Knowing your audience

The best of the ‘Cup of Tea’ webinar series

By 11/07/2017

Research to Action recently held its first webinar series. The 30-minute webinars aimed to unpack a particular aspect of research uptake over a cup of tea, creating an accessible and informal space for participants to learn from the perspectives and experiences of one of Research to Action’s expert contributors. The conversations covered the four traditional building blocks of research uptake: stakeholder engagement, capacity building, communications, and finally monitoring, evaluation, and learning.

Below are details of the webinar recordings, slides, and text summaries online, as well as our favourite words of wisdom from each webinar. Stay tuned for podcasts of each session on our AudioBoom account.

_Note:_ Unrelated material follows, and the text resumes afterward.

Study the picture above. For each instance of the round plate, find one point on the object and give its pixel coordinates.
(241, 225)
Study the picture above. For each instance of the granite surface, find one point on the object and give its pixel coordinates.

Episode 1 ‘An introduction to the research uptake and impact landscape’: A cup of tea with Saskia Gent, Insights for Impact

Saskia Gent surveyed the research uptake landscape and described 2009 as a pivotal year for the uptake and impact agenda, when DFID introduced the expectation that 10% of funding would be ring-fenced for uptake activities at all DFID-funded research centres. Saskia went on to give her five top tips for achieving research impact:

  1. Plan early and well
  2. Request resources in proposals
  3. Invest in relationships
  4. Be agile
  5. Be optimistic!

Saskia’s top resource recommendation was the Impact Lab, run by the Impact Initiative at the University of Sussex.

Poll results:

Episode 2 ‘Balancing competition, collaboration and impact in international developing funding calls’: A cup of tea with Yaso Kunaratnam, UKCDS

In an unusual and often ignored angle on the topic of stakeholder engagement, Yaso Kunaratnam discussed how funders of international development research can better work together and with grantees to foster research uptake and impact. Yaso’s advice to funders included:

  1. Hold back money for post-award activities
  2. Look at linking multiple calls to maximise impact
  3. Shift to a demand-led approach by scoping country needs first and being aware of the political context of the specific research topic
  4. Provide targeted support for independent knowledge brokers to look across bodies of evidence
  5. Support interdisciplinary research
  6. Provide better guidance on capacity building

You can read the full report ‘Striking the balance between competition, collaboration and impact (CCI) in international development funding calls & programmes’ authored by Yaso online.

Poll results:

Episode 3 ‘Capacity Building and the DRUSSA programme’: A cup of tea with Diana Coates, Organisation Systems Design

Diana Coates shared the lessons learned and her experiences of the five-year, DFID-funded DRUSSA programme, which aimed to build uptake capacity across Sub-Saharan African universities. Diana’s top tips for building effective capacity to enable research uptake were:

  1. Interventions must be multi-level (at the individual, organisational, and institutional level) and must look at the facilitating environment around the research.
  2. Interventions should focus on meeting the expectations of the users of research, whether they are masters’ students, the funders of the research, or the wider users of the research.
  3. Interventions should be mindful that audiences access information in different ways. Research uptake is about engagement and not merely presentation.

You can find all of the online courses, reports and publications that DRUSSA produced through the collaborating institutions on the programme website, for example, the Science Communication Introduction course run by CREST.

Poll results:

Episode 4 ‘Writing clubs in Sri Lanka’: A cup of tea with Dilshani Dissanayake, University of Colombo

Dilshani Dissanayake shared both her experiences of participating in an AuthorAid-facilitated writing club at the University of Colombo in Sri Lanka and the results of the initiative. Dilshani explained some of the challenges of communicating medical research, which included:

  1. Research communications training is inadequate and not formalised in higher education institutions.
  2. Researchers can be isolated in institutions and not exposed to training.
  3. Some researchers worry about language barriers, as English is the main language used to communicate research to the world.

Read more about how research writing clubs ensure sustainable skills development in this article on the INASP website.

Poll results:

Webinar 4 poll

Episode 5 ‘Monitoring, Evaluation and Learning at ODI RAPID’: A cup of tea with John Young, ODI RAPID

John Young spoke about the common mistakes that people make when undertaking monitoring and evaluation (M&E), and gave an overview of the M&E approach that the RAPID programme at ODI uses. John explained a number of tools that can be used to assess policy influence at different levels:

  1. Strategy and direction: log frames, Theories of Change, Impact Pathways
  2. Management: quality audits, horizontal evaluation, after-action reviews
  3. Outputs: peer review, evaluating websites, evaluating networks
  4. Uptake: impact logs, citation analysis, user surveys
  5. Outcomes and impacts: stories of change, most significant change, episode studies, performance stories
  6. Monitor the context: bellwether surveys, media monitoring, timelines

To find out more about M&E methods and approaches read the Methods Lab’s Evaluation toolkit.